Fractured water occurs in the Permian and Triassic aquifer groups. The unit water inflow of sandstone formation is 0.0000113 ~ 0.360000 L/(s·m), and the permeability coefficient is 0.0000903 ~ 1.07 m/d. It is an aquifer with weak water abundance and medium permeability (Duan et al.2020). The fissure water hydrochemical type is HCO3·SO4-Ca·Mg (Tang et al.2000).
Karst water exists under the coal seam floor. The direct basement of the coal seam is a strong karst fissure aquifer section, which is composed of the second section of the middle Ordovician peak (O2f2), 0~75 m thick, and the main lithology is relatively single thick layered limestone. Drilling unit water inflow is 1.31~3.22 L/(s·m), the permeability coefficient is 9~15 m/d, the water-rich layer is uniform, belongs to a strong karst fissure aquifer. Hydrochemical types are mainly HCO3·SO4·Cl-Na, Ca, Mg or SO4·HCO3·Cl-Na, Mg, Ca.

Materials and Methods

A total of 18 groundwater samples were collected from the water samples collected by the research group from the Yellow River in the east, Yangshanzhuang in the west, Wangfeng in the north, and Guicun in the south. According to the sampling method, the samples were stored in white plastic bottles and numbered from D1 to D18 (Figure 1). After the collection, the groundwater samples were sealed to the laboratory for physical and chemical analysis. Analyzed indices included pH, total dissolved solids (TDS), total hardness (TH), cations (Ca2+, Mg2+, Na+, K+), and anions (HCO3-, CO32-, SO42-, Cl-, F-). The pH and EC were measured on-site, and the geographical coordinates and environmental conditions of the sampling points were recorded. The cations Na+, K+, Ca2+, and Mg2+ were determined by inductively coupled plasma emission spectrometer (ICAP6300), F-, Cl- and SO42- were determined by ion chromatography (ICS-2000), HCO3- was determined by titration. In the sample test, the quality control uses 5% repeated samples, all repeated samples error is less than 5%.

Results and Discussion

Chemical Characteristics of Groundwater

The pH value of groundwater in the study area ranged from 6.60 to 7.99, with an average of 7.38 (Table 1).
The groundwater was neutral and weakly alkaline, which met the basic limits of groundwater quality standards and was higher than the pH value of acid mine drainage 5.88 (Tang et al. 2000; Lu et al. 2003; Duan et al. 2020). The F- of all groundwater samples is lower than 1.0 mg/L based on the classification of Chinese Standards for Drinking Water Quality (GB5749-2006).
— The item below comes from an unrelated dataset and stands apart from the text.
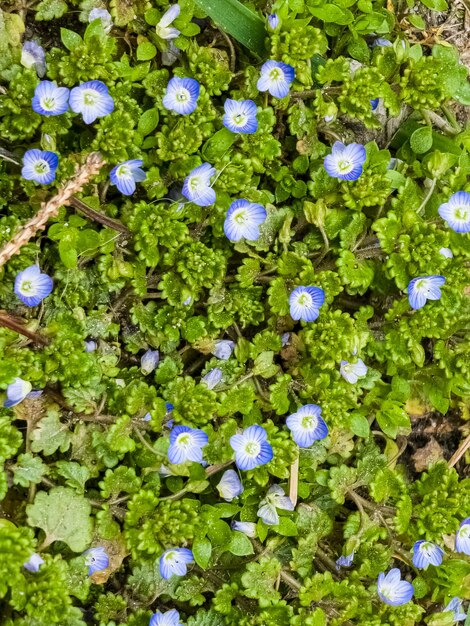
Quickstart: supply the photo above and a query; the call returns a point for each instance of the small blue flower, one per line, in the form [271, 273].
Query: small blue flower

The average contents of cations K+, Na+, Ca2+, and Mg2+ in the river water around the mining area were 1.88 mg/L, 197.78 mg/L, 152.56 mg/L, and 275.11 mg/L, respectively. The overall performance was K+ < Ca2+ < Na+ < Mg2+; The average content of HCO3- was 187.75 mg/L, and the content of SO42- was between 34.58 mg/L and 207.330 mg/L. The average content of HCO3- was 359.51 mg/L, and the average content of Cl- was 44.811 mg/L. The overall performance was SO42- < Cl- < HCO3-. The main cation components in groundwater in the study area were Mg2+, Ca2+, Na+, and K+, and the anion components were HCO3-, Cl-, and SO42-. The results showed that the main cations and anions in groundwater in the study area were similar to those in the surrounding river water.
The groundwater TDS was between 242.00 mg/L and 1090.00 mg/L, with an average of 613.67 mg/L. Through the relationship map between conventional ions and TDS, it can be seen that with the runoff of the Hancheng mining area from south to north, the main ions such as calcium, magnesium, chlorine, and sulfate show an accelerated growth trend, that is, the slope of the relationship curve between ions and TDS gradually increases, which shows that the hydrodynamic conditions are poor, that is, the runoff is relatively slow. Shallow groundwater in mining area is the main drinking water source for local residents. Based on the classification of groundwater, 89% of groundwater samples are freshwater in this area (TDS<1000 mg/L). The TH value of water depends upon the total dissolved content of Ca2+ and Mg2+ (Aminiyan et al.,2020; Subba et al. 2022). The TH of groundwater in this area varies from 576.9 to 2719.9 mg/L with a mean of 1287.7 mg/L, suggesting hard water (TH>450 mg/L) based on the classification of Chinese Standards for Drinking Water Quality ( GB5749-2006). These TDS and TH values are close to those of Ordovician limestone water, indicating a similar recharge source (Tang et al. 2000; Lu et al. 2003; Xue et al. 2014).

Hydrogeochemical Facies and Types

The salinity range of the collected water samples was 242.00~1090.00 mg/L, and the anion content was SO42- < Cl- < HCO3-. The anion concentration ranges were 24.90~553.20 mg/L, 29.48~944.09 mg/L, and 176.91~506.25 mg/L, respectively. The average values were 277.78 mg/L, 251.06 mg/L, and 244.58 mg/L, respectively. Ca2+ concentration is generally in the range of 42.6~201.29 mg/L, and Mg2+ concentration is in the range of 43.22~540.88 mg/L (Table 1). According to Figure 2, the water quality types of different sampling points are different, the left lower triangular cation field reveals 94.4 % of groundwater samples belong to magnesium type. The lower right triangle anion field showed that 38.9 % of the groundwater samples fell into the carbonate field, about 33.3 % of the groundwater samples fell into the non-dominant field, and 22.2 % of the groundwater samples fell into the chloride ion field. The rhombus reveals that the groundwater samples belong to the type of alkaline earth metal exceeding alkaline metal in area 1, and shows that 38.9 % of the groundwater samples are HCO3-Ca·Mg type and 61.1 % of the groundwater samples are SO4·Cl-Ca·Mg type.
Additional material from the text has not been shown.